In contrast, a growing pipeline of rail projects looks to be the primary focus for government across Australia. Last year saw the new Western Australian Labor government follow its Victorian colleagues by cancelling a planned road in favour of directing funding towards rail projects.

Major rail projects expected to ramp up over the next five years include Inland Rail, and urban rail projects in Sydney, Perth, Melbourne, Brisbane and Canberra.

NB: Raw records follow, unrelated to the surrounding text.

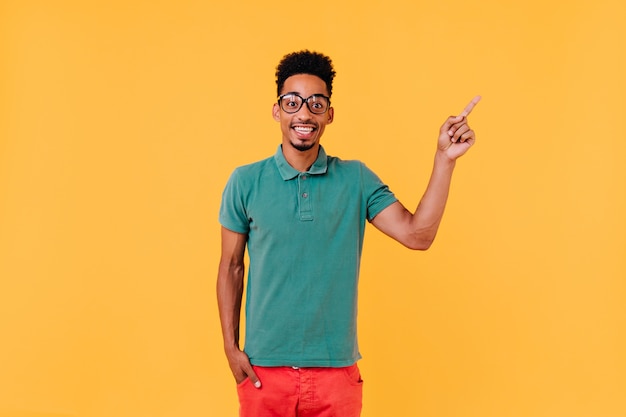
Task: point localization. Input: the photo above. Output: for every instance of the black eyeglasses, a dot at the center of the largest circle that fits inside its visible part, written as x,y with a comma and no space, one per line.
292,103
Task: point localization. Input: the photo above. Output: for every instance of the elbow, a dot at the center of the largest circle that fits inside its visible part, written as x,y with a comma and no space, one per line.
420,245
419,241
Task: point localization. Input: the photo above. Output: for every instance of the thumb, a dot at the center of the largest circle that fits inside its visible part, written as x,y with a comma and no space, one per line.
253,378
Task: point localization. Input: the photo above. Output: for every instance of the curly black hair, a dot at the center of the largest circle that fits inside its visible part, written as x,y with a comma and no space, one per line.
305,62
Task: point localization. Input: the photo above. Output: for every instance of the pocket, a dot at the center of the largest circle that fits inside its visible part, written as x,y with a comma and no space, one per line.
353,374
242,383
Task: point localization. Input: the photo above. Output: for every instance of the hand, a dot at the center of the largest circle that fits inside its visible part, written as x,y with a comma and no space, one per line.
241,368
455,135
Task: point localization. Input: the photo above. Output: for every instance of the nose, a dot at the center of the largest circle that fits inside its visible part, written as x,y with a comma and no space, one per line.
304,111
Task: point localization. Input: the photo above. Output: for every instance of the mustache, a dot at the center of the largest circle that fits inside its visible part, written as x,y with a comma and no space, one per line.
305,122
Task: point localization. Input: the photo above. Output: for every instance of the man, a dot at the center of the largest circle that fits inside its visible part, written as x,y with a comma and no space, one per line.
301,214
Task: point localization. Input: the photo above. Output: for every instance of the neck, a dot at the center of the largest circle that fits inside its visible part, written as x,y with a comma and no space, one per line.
300,160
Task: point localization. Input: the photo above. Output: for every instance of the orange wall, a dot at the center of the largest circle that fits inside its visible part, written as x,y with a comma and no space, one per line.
120,122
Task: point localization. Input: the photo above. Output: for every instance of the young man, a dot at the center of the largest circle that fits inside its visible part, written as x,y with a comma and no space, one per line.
301,214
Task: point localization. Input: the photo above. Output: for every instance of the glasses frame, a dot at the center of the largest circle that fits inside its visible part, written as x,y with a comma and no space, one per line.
304,100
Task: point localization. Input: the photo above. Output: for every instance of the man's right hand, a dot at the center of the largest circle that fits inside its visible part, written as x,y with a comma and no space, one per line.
241,368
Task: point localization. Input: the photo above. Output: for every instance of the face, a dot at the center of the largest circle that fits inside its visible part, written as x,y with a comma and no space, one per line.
302,130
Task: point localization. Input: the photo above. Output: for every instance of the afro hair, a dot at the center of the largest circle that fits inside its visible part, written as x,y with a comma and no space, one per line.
305,62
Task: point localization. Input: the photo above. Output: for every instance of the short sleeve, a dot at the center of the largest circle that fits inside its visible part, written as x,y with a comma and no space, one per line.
378,194
233,214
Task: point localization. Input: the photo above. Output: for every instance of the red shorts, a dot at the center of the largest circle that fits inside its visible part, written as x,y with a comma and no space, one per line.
302,392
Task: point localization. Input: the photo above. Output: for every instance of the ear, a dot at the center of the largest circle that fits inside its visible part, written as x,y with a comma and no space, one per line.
276,112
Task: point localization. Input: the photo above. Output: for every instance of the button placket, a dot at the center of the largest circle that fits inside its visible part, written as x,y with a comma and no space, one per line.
304,198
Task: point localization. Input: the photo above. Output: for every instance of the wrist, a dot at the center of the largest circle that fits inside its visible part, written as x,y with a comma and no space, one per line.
441,158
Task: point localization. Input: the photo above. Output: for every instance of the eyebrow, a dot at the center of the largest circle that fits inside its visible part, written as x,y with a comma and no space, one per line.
298,94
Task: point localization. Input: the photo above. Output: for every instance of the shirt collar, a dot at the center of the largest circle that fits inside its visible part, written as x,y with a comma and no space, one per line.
320,166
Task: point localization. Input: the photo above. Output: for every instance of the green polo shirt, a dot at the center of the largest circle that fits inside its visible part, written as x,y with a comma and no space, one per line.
305,236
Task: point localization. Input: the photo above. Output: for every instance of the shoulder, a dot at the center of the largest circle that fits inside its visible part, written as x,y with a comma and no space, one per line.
349,167
251,170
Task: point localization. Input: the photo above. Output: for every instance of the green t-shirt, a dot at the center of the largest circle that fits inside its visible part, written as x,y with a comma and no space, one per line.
305,236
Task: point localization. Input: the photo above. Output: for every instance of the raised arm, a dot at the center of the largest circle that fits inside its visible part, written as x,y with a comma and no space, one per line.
229,294
418,230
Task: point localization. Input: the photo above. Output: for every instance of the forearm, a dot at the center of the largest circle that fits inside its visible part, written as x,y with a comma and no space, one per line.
229,296
427,217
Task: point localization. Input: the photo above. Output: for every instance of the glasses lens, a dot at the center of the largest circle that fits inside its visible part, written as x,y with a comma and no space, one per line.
291,103
317,104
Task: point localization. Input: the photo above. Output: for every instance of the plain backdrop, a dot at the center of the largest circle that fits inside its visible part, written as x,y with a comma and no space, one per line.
120,122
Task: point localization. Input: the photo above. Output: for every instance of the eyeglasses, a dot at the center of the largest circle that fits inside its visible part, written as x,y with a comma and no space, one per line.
292,103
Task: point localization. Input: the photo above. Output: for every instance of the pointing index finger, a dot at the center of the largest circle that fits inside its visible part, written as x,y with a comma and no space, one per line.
468,109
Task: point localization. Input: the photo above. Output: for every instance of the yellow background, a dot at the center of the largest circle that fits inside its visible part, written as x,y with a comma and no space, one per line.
120,122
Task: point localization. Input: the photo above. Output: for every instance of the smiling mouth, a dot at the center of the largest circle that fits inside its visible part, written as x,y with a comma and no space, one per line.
303,130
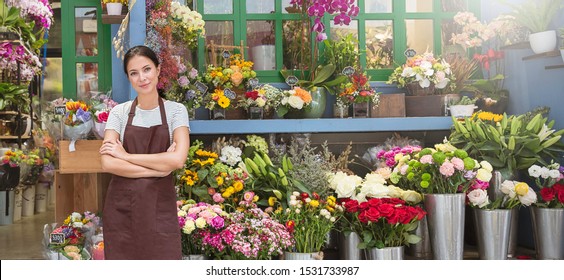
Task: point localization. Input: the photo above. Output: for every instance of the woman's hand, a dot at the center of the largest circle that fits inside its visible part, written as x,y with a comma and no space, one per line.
114,148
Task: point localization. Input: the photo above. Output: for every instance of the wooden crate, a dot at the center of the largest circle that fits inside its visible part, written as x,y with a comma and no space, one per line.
392,105
424,106
86,158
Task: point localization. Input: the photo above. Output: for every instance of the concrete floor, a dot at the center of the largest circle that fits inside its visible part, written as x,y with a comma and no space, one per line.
22,240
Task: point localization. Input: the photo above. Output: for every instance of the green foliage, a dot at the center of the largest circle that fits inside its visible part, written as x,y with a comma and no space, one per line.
535,15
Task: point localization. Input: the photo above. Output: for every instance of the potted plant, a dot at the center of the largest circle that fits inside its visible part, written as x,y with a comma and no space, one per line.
463,108
537,16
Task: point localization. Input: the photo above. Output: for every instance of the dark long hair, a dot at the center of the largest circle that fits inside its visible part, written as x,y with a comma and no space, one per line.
141,51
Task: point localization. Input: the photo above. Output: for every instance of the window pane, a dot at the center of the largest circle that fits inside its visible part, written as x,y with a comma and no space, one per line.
86,39
86,80
420,34
419,6
218,7
378,6
454,5
296,45
260,6
218,33
379,44
260,39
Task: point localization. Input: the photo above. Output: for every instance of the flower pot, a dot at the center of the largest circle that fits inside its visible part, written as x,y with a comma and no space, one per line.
361,110
194,257
493,228
41,190
6,207
114,9
422,249
303,256
462,111
445,217
28,201
264,57
386,253
548,230
317,105
348,246
542,42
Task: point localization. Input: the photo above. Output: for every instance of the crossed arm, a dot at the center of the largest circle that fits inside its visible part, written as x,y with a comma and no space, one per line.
117,161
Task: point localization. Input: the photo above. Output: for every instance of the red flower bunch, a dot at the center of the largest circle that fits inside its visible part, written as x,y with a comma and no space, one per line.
384,222
554,195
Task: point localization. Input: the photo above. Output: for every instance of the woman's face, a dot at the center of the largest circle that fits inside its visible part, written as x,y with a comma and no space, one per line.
143,74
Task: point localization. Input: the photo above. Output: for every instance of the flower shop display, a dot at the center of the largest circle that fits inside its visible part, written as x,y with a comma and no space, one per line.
198,221
184,89
309,220
249,233
422,74
548,213
261,102
100,106
358,93
186,25
494,219
294,101
77,120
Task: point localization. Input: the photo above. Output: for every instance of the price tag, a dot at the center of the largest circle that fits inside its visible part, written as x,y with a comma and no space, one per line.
292,80
229,93
201,87
410,53
60,110
56,238
190,94
253,83
348,71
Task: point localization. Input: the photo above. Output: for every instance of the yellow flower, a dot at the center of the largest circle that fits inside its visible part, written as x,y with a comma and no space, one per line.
223,102
238,186
521,188
314,203
271,201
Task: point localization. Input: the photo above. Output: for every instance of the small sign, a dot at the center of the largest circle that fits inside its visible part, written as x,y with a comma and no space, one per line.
190,94
292,80
410,53
253,83
348,71
201,87
229,93
57,238
60,110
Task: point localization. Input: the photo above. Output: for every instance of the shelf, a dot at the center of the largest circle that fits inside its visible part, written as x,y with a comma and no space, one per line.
554,67
328,125
540,55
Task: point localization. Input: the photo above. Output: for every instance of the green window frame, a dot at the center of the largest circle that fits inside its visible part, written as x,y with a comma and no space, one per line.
69,56
398,16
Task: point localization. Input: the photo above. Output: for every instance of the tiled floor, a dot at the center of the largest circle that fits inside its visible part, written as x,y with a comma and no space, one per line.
22,240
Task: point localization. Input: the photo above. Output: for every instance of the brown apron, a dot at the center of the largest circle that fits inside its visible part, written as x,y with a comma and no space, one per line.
140,220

Key findings of the outlook from the report include:

  • Peak in FY18

National road construction activity is expected to reach a historical high of over $20 billion in FY18 – a 15% increase on FY17. FY18 will represent the end of an upswing in road construction driven by public investment. However, as public investment drops off slightly after FY19, the emergence of large private toll road projects will ensure that total construction levels remain high by historical standards.

  • By sector

The growth of recent years is largely attributable to highways and arterials construction, with support from a new round of private toll road projects. Highways and arterials construction is expected to peak in FY19 at just over $11 billion. The growth in highways and arterials has been partly offset by a decline in private subdivision road construction. This decline in subdivision roads is expected to continue through to FY20 in line with forecast falls in detached housing construction.

  • By state

Much of the recent growth has occurred in NSW and Queensland. The upswing in Queensland is expected to end in this financial year – peaking at $4.5 billion, and in FY19 for NSW – peaking at almost $8.5 billion. The company expects Victoria, where road construction has been relatively stable in recent years, to embark on a significant upswing for the next 5-6 years driven by private toll roads projects, namely the West Gate Tunnel project and the North East Link.

  • Costs

Over the past year, road construction costs have accelerated, particularly in the ‘high-demand’ states. With further high levels of activity expected, further construction cost increases above the rate of general inflation is forecast, exceeding 3% per year nationally over the next two years, representing the fastest rate of cost growth since the mining investment boom. Could pressures could be particularly acute for large projects involving tunnelling expertise and equipment, with the large volume of projects requiring underground work likely to strain industry capacity.